The trade fights included the threat of new tariffs on Chinese imports if a trade deal isn't struck by Dec. 15 and the possibility of new tariffs imposed on imports from the United Kingdom, France, Germany and Spain. The targets would include Airbus airliners. In addition, the Trump Administration added new tariffs on Brazilian and Argentinian steel.

The S&P 500 was off 0.86%, the Dow Jones industrials were down 0.96%, and the Nasdaq Composite and Nasdaq 100 indices fell 1.1% each.

Stocks opened higher but fell back fairly quickly on the announcement of tariffs in Brazilian and Argentinian steel.

The losses accelerated into the close with more tariff news. The declines at the close were the biggest for the S&P 500, Dow and Nasdaq since Oct. 8.

Apple (NASDAQ:AAPL) and Microsoft (NASDAQ:MSFT) were both lower, and streaming video platform Roku (NASDAQ:ROKU) fell sharply after a downgrade.

Tech stocks generally were weak, with weakness among key stocks as Nvidia (NASDAQ:NVDA), Micron Technology (NASDAQ:MU), Adobe Systems (NASDAQ:ADBE) and Autodesk (NASDAQ:ADSK).

Energy and consumer staples were the only S&P 500 sectors showing gains.

Energy shares were higher as oil prices moved up. West Texas intermediate crude was up 79 cents to $55.96 a barrel. Brent crude, the global benchmark, finished ahead 43 cents to $60.92.

OPEC is to meet starting Thursday and is expected to extend production cuts into 2020. Exxon Mobil (NYSE:XOM) was up 0.43%. Halliburton Company (NYSE:HAL) added 1.4%, and ConocoPhillips (NYSE:COP) rose 0.7%. But Chevron (NYSE:CVX) fell 0.3%.

Consumer staples stocks were led by the Dow leaders Coca-Cola (NYSE:KO) and Procter & Gamble (NYSE:PG).

Real estate and technology were the weakest sectors.

Boeing (NYSE:BA) was the weakest Dow stock, down 3% on continued worries about when the 737 Max jet will be re-certified. The tariffs that may be imposed on European imports related to Boeing's complaints that the European Union illegally subsidized the development of Airbus. The World Trade Organization agreed with Boeing on Monday.

Boeing's loss contributed 75 points, or about 28%, to the Dow's overall decline of more than 268 points.

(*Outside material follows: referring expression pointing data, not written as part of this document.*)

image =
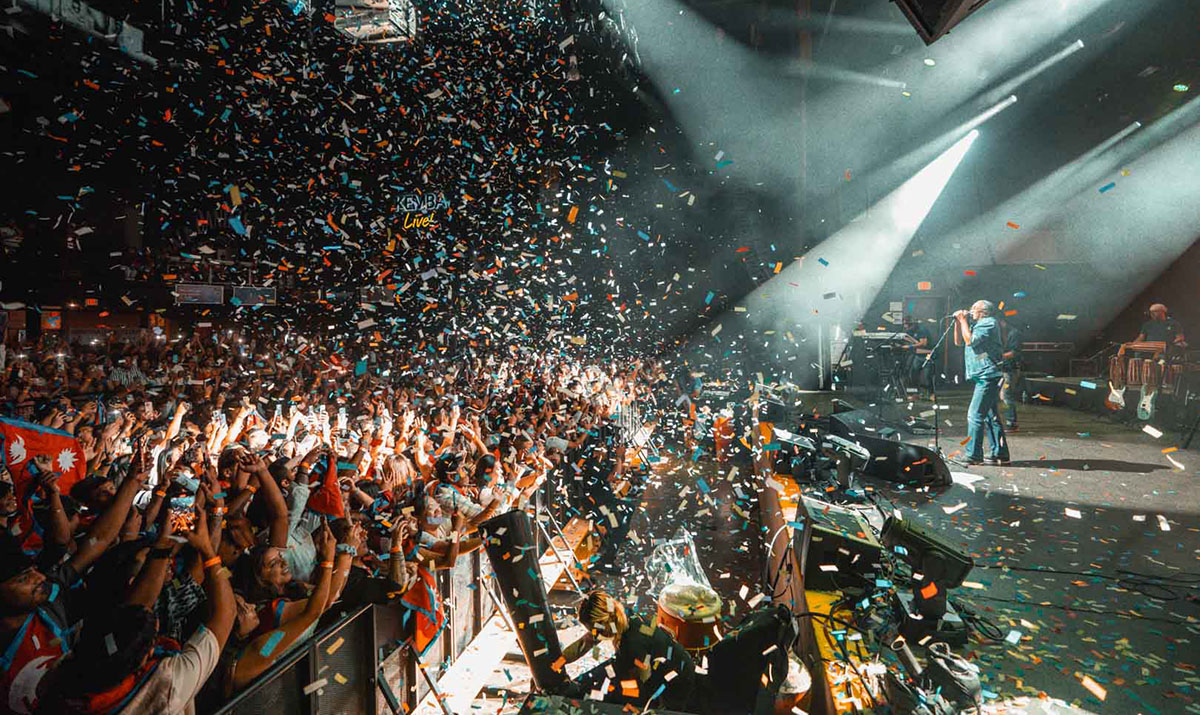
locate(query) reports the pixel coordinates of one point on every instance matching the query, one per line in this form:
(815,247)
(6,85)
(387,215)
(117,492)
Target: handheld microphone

Meanwhile, reports suggested softening in manufacturing and construction. The Institute for Supply Management's widely watched manufacturing index fell for a fourth-straight month thanks in part to Boeing and pullbacks in oil and gas drilling.

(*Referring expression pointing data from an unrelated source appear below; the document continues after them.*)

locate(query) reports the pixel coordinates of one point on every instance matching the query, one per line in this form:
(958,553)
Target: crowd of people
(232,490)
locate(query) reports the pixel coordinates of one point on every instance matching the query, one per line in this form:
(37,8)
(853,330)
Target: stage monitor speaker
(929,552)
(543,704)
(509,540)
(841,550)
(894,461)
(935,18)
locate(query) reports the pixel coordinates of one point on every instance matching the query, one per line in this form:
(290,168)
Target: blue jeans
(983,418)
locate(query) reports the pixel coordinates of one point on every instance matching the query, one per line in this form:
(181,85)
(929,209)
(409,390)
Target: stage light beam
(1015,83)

Construction spending also fell back.

Despite Monday's selling, stocks are still enjoying their best performance since 2013. The S&P 500 is up 24.2% for the year, with Dow up 19.1% and the Nasdaq ahead by 29.1%.

The major averages had had record closes as late as Wednesday. So, the selling might have surprised many investors. The Dow fell 381 points on Friday and Monday.

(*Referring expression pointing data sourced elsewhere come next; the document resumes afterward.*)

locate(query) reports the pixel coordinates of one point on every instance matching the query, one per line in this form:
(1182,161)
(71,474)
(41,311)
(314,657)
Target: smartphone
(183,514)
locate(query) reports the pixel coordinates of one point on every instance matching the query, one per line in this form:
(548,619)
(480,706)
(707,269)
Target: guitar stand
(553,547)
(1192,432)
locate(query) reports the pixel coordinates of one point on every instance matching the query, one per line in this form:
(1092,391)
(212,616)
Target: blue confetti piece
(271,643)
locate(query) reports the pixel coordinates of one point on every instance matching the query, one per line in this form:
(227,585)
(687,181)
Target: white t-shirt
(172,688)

But technical indicators have been signalling the U.S. stock market was getting well ahead of itself.

The U.S. economy is not showing signs of stress, the trade fights notwithstanding. Economists tracked by Investing.com see the U.S. unemployment rate holding at 3.6% for November when Labor Department issues its monthly jobs report on Friday. Nonfarm payrolls are expected to rise by 180,000, up from 128,000 in October.

Cimarex Energy (NYSE:XEC), utility Edison International (NYSE:EIX), oil-and-gas company Marathon Oil (NYSE:MRO) and oil-refiner HollyFrontier (NYSE:HFC) were the top performing S&P 500 stocks on the day.

Oil-and-gas producer Apache (NYSE:APA), fashion retailer L Brands (NYSE:LB), insurance company Aflac (NYSE:AFL) and electronics design company Cadence Design Systems (NASDAQ:CDNS) were the weakest S&P 500 performers.